Изменить размер шрифта - +
Исключительное богатство страны золотом, подтвержденное многочисленными находками на территории западной Грузии изделий из этого металла, нашло свое символическое воплощение в предании о чудесном золотом руне, ради которого Ясон и его спутники предприняли свое далекое и опасное путешествие через весь Понт Евксинский. По вполне понятным причинам эта идея всегда вызывала особый энтузиазм у грузинских ученых, да и не только ученых, если судить хотя бы по распространенности в пределах этой закавказской республики таких имен, как Ясон и Медея.
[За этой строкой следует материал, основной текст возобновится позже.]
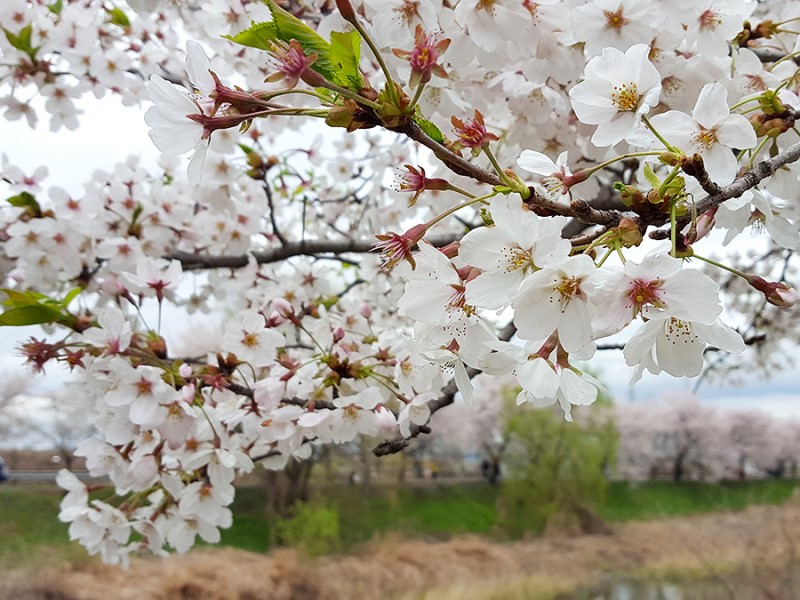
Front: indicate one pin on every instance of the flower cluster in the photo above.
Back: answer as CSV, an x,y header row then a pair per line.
x,y
581,156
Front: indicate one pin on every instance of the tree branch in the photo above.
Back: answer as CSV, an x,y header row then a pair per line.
x,y
191,261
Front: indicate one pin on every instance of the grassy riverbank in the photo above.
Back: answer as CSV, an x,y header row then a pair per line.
x,y
31,533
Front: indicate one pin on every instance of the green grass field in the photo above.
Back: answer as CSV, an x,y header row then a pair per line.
x,y
31,534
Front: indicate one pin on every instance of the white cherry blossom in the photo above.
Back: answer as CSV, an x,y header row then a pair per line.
x,y
617,90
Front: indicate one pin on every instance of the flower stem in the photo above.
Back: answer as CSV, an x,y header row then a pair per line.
x,y
498,169
458,207
720,266
592,170
417,95
652,129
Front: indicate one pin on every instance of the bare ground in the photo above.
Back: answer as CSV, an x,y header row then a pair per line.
x,y
759,541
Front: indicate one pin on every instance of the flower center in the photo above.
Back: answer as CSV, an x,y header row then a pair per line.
x,y
249,339
615,20
626,97
705,138
516,258
569,288
642,293
679,331
709,20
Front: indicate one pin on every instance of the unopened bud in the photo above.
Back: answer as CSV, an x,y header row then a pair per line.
x,y
629,195
670,158
629,232
338,334
777,293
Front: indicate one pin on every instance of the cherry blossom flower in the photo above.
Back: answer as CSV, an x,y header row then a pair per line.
x,y
558,298
614,23
174,131
713,23
665,343
250,340
416,181
617,90
416,412
544,384
472,134
519,243
354,414
151,279
490,23
656,286
114,333
424,57
712,132
398,247
555,179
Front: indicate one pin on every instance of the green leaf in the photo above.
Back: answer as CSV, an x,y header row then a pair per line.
x,y
71,295
430,129
27,298
258,35
34,314
56,7
22,40
345,57
285,27
651,177
27,201
118,17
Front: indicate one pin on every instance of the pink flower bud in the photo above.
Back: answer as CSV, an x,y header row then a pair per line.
x,y
776,293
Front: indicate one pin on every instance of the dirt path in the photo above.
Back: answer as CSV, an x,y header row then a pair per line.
x,y
759,539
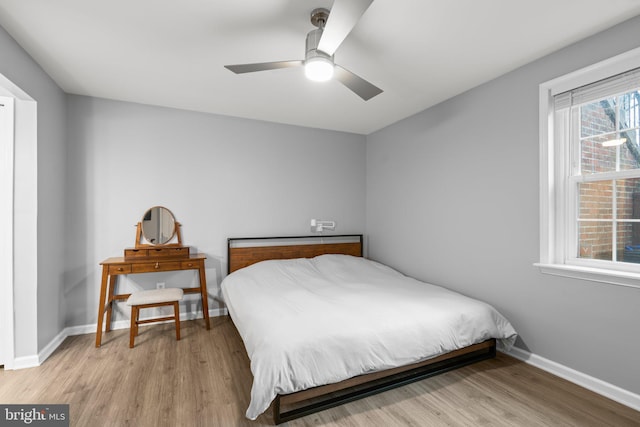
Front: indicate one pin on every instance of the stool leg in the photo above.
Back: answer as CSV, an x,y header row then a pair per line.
x,y
134,325
176,313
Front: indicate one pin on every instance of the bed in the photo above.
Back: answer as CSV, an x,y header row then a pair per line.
x,y
323,325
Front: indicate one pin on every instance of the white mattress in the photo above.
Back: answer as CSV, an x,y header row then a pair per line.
x,y
310,322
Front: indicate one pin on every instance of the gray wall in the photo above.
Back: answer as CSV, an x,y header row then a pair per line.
x,y
452,198
220,176
39,204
Однако подлинным триумфом для всех тех, кто верил в историческую реальность похода аргонавтов как в самой Грузии, так и за ее пределами, стали события, разыгравшиеся летом 1984 года, когда в устье реки Риони, или древнего Фасиса, снова вошел корабль, носивший гордое имя «Арго» и приплывший сюда прямо из Греции, из того же самого Иолка (совр. Воло), откуда отправился в путь настоящий «Арго». На этот раз на борту корабля, построенного в точном соответствии с самыми древними из всех известных в настоящее время описаний греческих кораблей в искусстве и литературе, находился интернациональный экипаж, состоявший из энтузиастов и просто любителей приключений, собранных отовсюду его капитаном англичанином Тимом Северином. Цель Северина, когда он задумал это путешествие и с большой настойчивостью и энергией добивался реализации своего плана, в сущности, не отличалась от тех целей, которые ставил перед собой знаменитый норвежский исследователь Тур Хейердал, совершая прославленные плавания на плоту «Кон-Тики» через Тихий океан и на тростниковом судне «Ра» через Атлантику. Как об этом неоднократно сообщалось в печати и по радио, английский мореплаватель Северин хотел во что бы то ни стало доказать самому себе и всему миру принципиальную возможность достижения греками Колхиды еще во II тысячелетии до н. э., или в эпоху бронзы.

В этой широко разрекламированной затее с самого начала была заключена одна хорошо различимая для каждого непредубежденного наблюдателя несообразность. Северину и его единомышленникам, право же, не стоило утруждать себя и строить корабль, якобы воспроизводящий во всех деталях суда микенской эпохи (как они были устроены на самом еле, мы представляем себе весьма приблизительно ввиду отсутствия надежных источников) и затем идти на веслах от порта Воло до Поти. Если бы вся проблема сводилась только к чисто техническим трудностям, то решить ее было бы весьма просто. Мы не располагаем никакими данными, с помощью которых можно было бы доказать, что греческое кораблестроение I тысячелетия до н. э. существенно отличалось от кораблестроения крито-микенской эпохи. Судя по всему, и принципы оснастки судов, и правила кораблевождения за это время изменились очень мало. Поэтому мы вправе предположить, что если греки сумели проникнуть в Черное море примерно в VIII–VII веках до н. э., когда началась колонизация побережий этого замкнутого водного бассейна, то как будто ничто не мешало им сделать то же самое на несколько столетий раньше, допустим в XV или XIV веке до н. э.

Но в том-то и дело, что проблема, стоявшая перед Северином, никак не может быть сведена к решению чисто технических вопросов — как построить корабль, дублирующий корабли бронзового века, и проплыть на нем из Эгейского моря в Черное. В конце концов, при более или менее благоприятных погодных условиях совершить такое плавание можно было на чем угодно. Ведь пустился же в гораздо более опасный путь через океан отважный доктор Аллен Бомбар на утлой резиновой лодке в полном одиночестве и даже без запаса продовольствия. Если расценивать путешествия Северина, а до него Хейердала и некоторых других смельчаков, добровольно поставивших себя в те же условия, в которых находились древние мореплаватели, как своеобразные научные эксперименты, то, как это ни прискорбно, но придется признать, что они были поставлены, как выражаются в таких случаях физики, не вполне корректно.